The Marlborough Gallery, in charge of the artist’s private sales, has represented him exclusively since the mid-1990s, and is currently exhibiting 30 small to medium-sized bronzes of human-looking bears, fish, horses and spiders in a show entitled “Animal Spirits,” at its 57th street branch in Manhattan (through March 26).
The sculptures generally are cast in editions of six—sometimes as few as three—and are priced between $10,000/350,000, depending upon size, according to Marlborough Gallery president Pierre Levai. He noted that some sculpture editions are more popular than others and that the artist’s animals are “extremely popular” primarily with American collectors. The gallery sold ten works alone on the first day of the exhibition (Feb. 23). Levai told ARTnewsletter: “Every [Otterness] show we’ve had has been successful. We’ve sold at least a few pieces from every edition.”
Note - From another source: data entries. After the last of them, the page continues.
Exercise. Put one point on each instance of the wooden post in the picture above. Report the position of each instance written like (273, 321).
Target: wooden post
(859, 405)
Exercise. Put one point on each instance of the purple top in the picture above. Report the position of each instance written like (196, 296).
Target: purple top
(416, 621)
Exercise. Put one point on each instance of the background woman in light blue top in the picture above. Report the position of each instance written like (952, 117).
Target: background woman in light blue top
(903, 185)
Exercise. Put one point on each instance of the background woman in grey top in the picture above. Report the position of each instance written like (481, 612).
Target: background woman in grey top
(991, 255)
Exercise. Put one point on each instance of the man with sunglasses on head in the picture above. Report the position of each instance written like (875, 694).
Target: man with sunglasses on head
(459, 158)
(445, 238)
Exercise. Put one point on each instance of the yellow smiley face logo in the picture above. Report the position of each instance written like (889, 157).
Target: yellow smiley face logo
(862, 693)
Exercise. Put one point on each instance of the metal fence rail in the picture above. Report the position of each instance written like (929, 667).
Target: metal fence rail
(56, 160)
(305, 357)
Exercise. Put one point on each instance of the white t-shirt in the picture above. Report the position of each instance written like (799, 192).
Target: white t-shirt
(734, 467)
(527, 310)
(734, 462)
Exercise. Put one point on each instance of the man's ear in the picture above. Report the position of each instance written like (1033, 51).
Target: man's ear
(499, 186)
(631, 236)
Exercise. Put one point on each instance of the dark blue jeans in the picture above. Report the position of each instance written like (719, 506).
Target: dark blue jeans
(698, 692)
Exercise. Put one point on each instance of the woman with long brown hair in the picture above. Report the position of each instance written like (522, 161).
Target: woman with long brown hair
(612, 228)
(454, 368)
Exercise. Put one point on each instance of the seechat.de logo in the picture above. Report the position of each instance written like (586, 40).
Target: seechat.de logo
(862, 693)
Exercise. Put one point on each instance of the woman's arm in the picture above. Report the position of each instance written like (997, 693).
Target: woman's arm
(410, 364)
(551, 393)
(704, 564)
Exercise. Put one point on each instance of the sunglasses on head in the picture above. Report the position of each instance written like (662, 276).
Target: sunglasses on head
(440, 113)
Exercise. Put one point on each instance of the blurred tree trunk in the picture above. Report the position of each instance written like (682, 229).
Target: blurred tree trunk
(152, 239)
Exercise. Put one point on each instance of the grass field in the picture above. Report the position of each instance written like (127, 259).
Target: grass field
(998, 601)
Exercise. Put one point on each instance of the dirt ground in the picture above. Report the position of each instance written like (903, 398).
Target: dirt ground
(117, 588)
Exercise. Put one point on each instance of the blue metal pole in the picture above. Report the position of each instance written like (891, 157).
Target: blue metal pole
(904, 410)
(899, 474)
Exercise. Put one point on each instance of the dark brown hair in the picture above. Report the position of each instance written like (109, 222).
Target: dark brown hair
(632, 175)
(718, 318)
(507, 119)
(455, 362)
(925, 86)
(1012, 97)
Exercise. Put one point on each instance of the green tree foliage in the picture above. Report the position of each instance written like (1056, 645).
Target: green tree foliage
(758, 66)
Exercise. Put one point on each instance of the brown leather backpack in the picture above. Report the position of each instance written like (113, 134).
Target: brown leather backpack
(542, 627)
In addition to the sculptures, pencil drawings by the artist are also on view and for sale, priced between $12,000 and $24,000.
Otterness’s work has appeared at auction several times, with the highest price of $114,000 (estimate: $50,000/70,000) reached at Sotheby’s in 2005 for the 12-inch-tall bronze Alligator, 1995. Other top prices include $72,000 (estimate: $60,000/80,000) for Visionary, 1993, a six-foot-tall sculpture, at Sotheby’s in 2007 and $65,725 (estimate: $50,000/70,000) at Sotheby’s in 2002 for the 58-inch-tall bronze, The Fountain, 1984.